Suara ponsel membahana di kamar minimalis milik Zidan. Cowok dengan tubuh porfosional berkulit kuning langsat. Ia baru saja keluar dari kamar mandi dan meraih ponsel di atas meja dengan malas. Tangan kanannya menghapus sebagian wajah yang masih basah.
“Halo … Assalamualikum …” Sapa Zidan biasa saja.
“Waalaikumsalam … Zidan, bagaimana kabarmu?” Suara seorang perempuan terdengar dari seberang sana. Itu suara mamanya.
“Zidan baik-baik aja, Ma,” jawabnya singkat.
“Syukurlah … Mama khawatir dari kemarin. Mana ponselmu tidak bisa dihubungi. Trus pikiran mama kemana-mana, Zi. Kamu jangan buat mama panik dong …”
“Ponsel Zidan lagi lowbat, Ma. Tadi malem lupa mau ngecarger. Nih Zidan mau berangkat kerja,” kata Zidan sambil melirik jam dinding yang tergantung di atas pintu. Sudah setengah tujuh.
“Kamu hati-hati ya, Zi…” Pesan mama.
“Iya, Ma.”
“Trus, kapan kamu pulang ke Medan? Sudah lima tahun kamu nggak pernah jenguk mama. Apa kamu nggak kangen sama mama?”
“Hmm ... Zidan masih sibuk, Ma. Kerjaan kantor juga menumpuk. Ada apa, Ma?” tanya Zidan penasaran.
“Mama hanya khawatir dengan masa depanmu. Mama ingin kamu segera menikah, Zi,” ucap mama membuat Zidan shock. Permintaan mama yang belum ia penuhi yaitu menikah.
“Apa? Menikah?” Zidan membuat ekspresi terkejut di wajahnya. Pertanyaan kapan menikah itu membuat ia seperti seorang narapidana. Mengapa semua selalu menanyakan hal itu padanya.
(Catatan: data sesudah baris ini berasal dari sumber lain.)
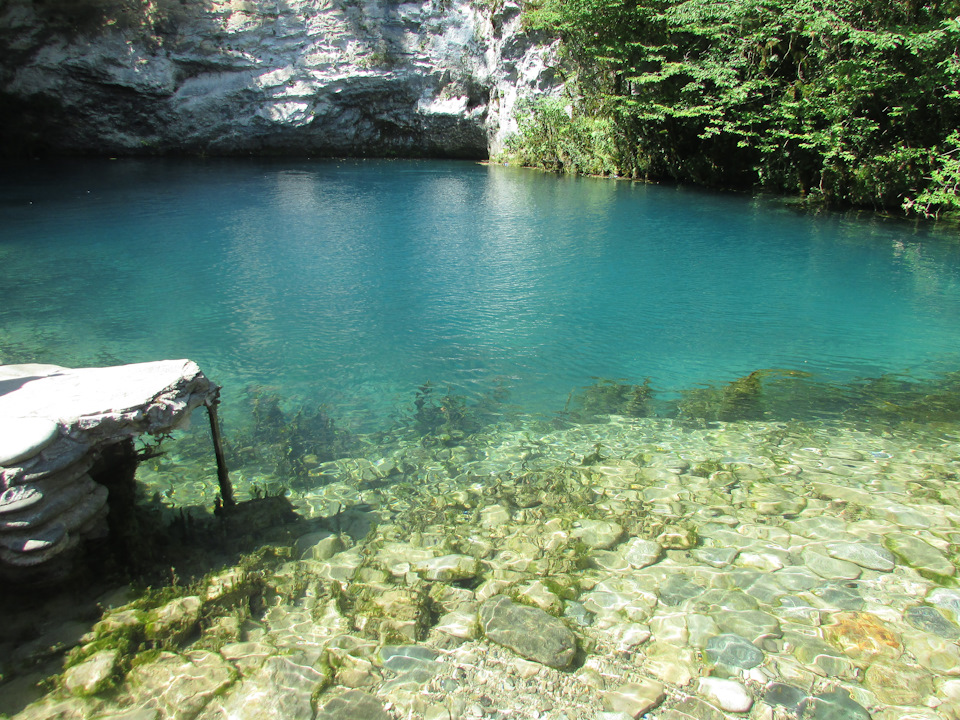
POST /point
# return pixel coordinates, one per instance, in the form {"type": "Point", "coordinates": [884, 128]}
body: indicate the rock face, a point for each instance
{"type": "Point", "coordinates": [323, 77]}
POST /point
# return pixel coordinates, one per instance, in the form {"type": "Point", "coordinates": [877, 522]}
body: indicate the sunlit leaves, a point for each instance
{"type": "Point", "coordinates": [851, 100]}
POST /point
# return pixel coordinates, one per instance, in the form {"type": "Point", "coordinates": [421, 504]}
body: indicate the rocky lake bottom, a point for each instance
{"type": "Point", "coordinates": [621, 569]}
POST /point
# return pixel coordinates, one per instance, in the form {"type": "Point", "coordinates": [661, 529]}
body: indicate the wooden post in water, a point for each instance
{"type": "Point", "coordinates": [226, 489]}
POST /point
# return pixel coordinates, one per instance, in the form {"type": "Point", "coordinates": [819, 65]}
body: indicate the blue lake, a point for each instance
{"type": "Point", "coordinates": [352, 283]}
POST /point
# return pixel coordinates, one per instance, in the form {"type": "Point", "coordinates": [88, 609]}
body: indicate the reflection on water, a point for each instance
{"type": "Point", "coordinates": [702, 448]}
{"type": "Point", "coordinates": [354, 283]}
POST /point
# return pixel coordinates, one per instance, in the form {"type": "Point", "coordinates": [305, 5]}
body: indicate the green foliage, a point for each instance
{"type": "Point", "coordinates": [846, 101]}
{"type": "Point", "coordinates": [552, 136]}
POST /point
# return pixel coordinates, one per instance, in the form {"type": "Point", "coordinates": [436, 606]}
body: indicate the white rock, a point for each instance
{"type": "Point", "coordinates": [728, 694]}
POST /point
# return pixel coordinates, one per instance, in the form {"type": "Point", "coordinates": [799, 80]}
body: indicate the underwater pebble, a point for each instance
{"type": "Point", "coordinates": [931, 620]}
{"type": "Point", "coordinates": [597, 534]}
{"type": "Point", "coordinates": [353, 705]}
{"type": "Point", "coordinates": [528, 631]}
{"type": "Point", "coordinates": [634, 699]}
{"type": "Point", "coordinates": [921, 556]}
{"type": "Point", "coordinates": [448, 568]}
{"type": "Point", "coordinates": [93, 674]}
{"type": "Point", "coordinates": [727, 694]}
{"type": "Point", "coordinates": [898, 683]}
{"type": "Point", "coordinates": [732, 651]}
{"type": "Point", "coordinates": [867, 555]}
{"type": "Point", "coordinates": [830, 568]}
{"type": "Point", "coordinates": [641, 553]}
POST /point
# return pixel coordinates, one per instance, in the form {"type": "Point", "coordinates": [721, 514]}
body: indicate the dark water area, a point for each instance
{"type": "Point", "coordinates": [354, 283]}
{"type": "Point", "coordinates": [711, 438]}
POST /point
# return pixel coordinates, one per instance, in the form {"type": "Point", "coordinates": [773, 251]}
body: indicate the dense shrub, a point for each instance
{"type": "Point", "coordinates": [852, 102]}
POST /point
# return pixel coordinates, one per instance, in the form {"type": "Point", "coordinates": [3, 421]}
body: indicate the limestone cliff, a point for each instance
{"type": "Point", "coordinates": [321, 77]}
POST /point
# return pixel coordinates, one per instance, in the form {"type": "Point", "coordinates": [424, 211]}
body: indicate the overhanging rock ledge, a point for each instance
{"type": "Point", "coordinates": [55, 424]}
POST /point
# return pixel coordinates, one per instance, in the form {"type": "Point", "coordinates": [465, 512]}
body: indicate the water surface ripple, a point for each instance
{"type": "Point", "coordinates": [354, 282]}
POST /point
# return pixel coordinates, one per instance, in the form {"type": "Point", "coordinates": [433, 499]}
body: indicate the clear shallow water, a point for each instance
{"type": "Point", "coordinates": [353, 283]}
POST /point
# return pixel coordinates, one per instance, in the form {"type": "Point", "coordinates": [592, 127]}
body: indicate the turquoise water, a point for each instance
{"type": "Point", "coordinates": [353, 283]}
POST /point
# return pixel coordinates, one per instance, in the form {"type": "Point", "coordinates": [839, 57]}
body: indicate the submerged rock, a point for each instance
{"type": "Point", "coordinates": [528, 631]}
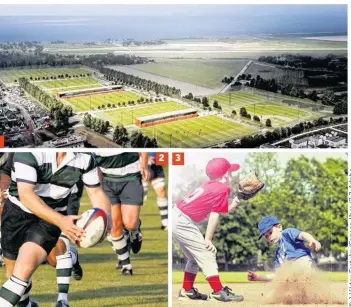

“Apalagi sih yang kamu tunggu? Pekerjaanmu sudah mapan, umurmu juga sudah matang. Mama nggak mau kamu jadi lajang tua, Zi,” ucap Mama membuat Zidan semakin shock.
Zidan menarik nafas dengan berat, lalu menghembuskannya dengan perlahan.
“Ma … Jangan bebani Zidan dengan pertanyaan seperti itu. Zidan lagi berusaha, Ma. Zidan janji akan mencarikan menantu untuk mama tahun ini.”
“Hhh … kamu itu kebanyakan janjinya. Tahun kemarin juga kamu bilang seperti itu. Sekarang begitu lagi, mau sampai kapan mama menunggu? Rambut mama sudah hampir putih semua, Zi. Kamu mau dicap lajang tua? Nggak laku-laku gitu?” Mama sedikit meninggikan nada suaranya.
“Sudahlah, Ma … Mungkin Allah belum mempertemukan jodoh Zidan.”
“Jodoh itu dicari, Zi … Bukan ditunggu. Gimana kamu mau dapat jodoh kalau kamu nggak mencarinya? Apa kamu pikir jodoh itu jatuh dari langit? Apa kamu pikir jodohmu itu ujuk-ujuk datang trus ngajak kawin? Semuanya itu kamu yang harusnya berusaha mencari.”
Zidan menggaruk kepalanya yang tidak gatal. Ia benar-benar jenuh dengan pertanyaan seperti itu. Mengapa setiap orang mendiktekan masalah jodoh? Jodoh itu kan urusan Allah.
“Kalau kamu belum dapat jodoh juga sampai bulan depan, sebaiknya kamu pulang ke Medan. Mama mau menjodohkan kamu dengan anak Om Hendro. Dia kuliah di Cairo, cantik, baik budi, pakai jilbab dan mama suka dengannya,” ucap mama tegas.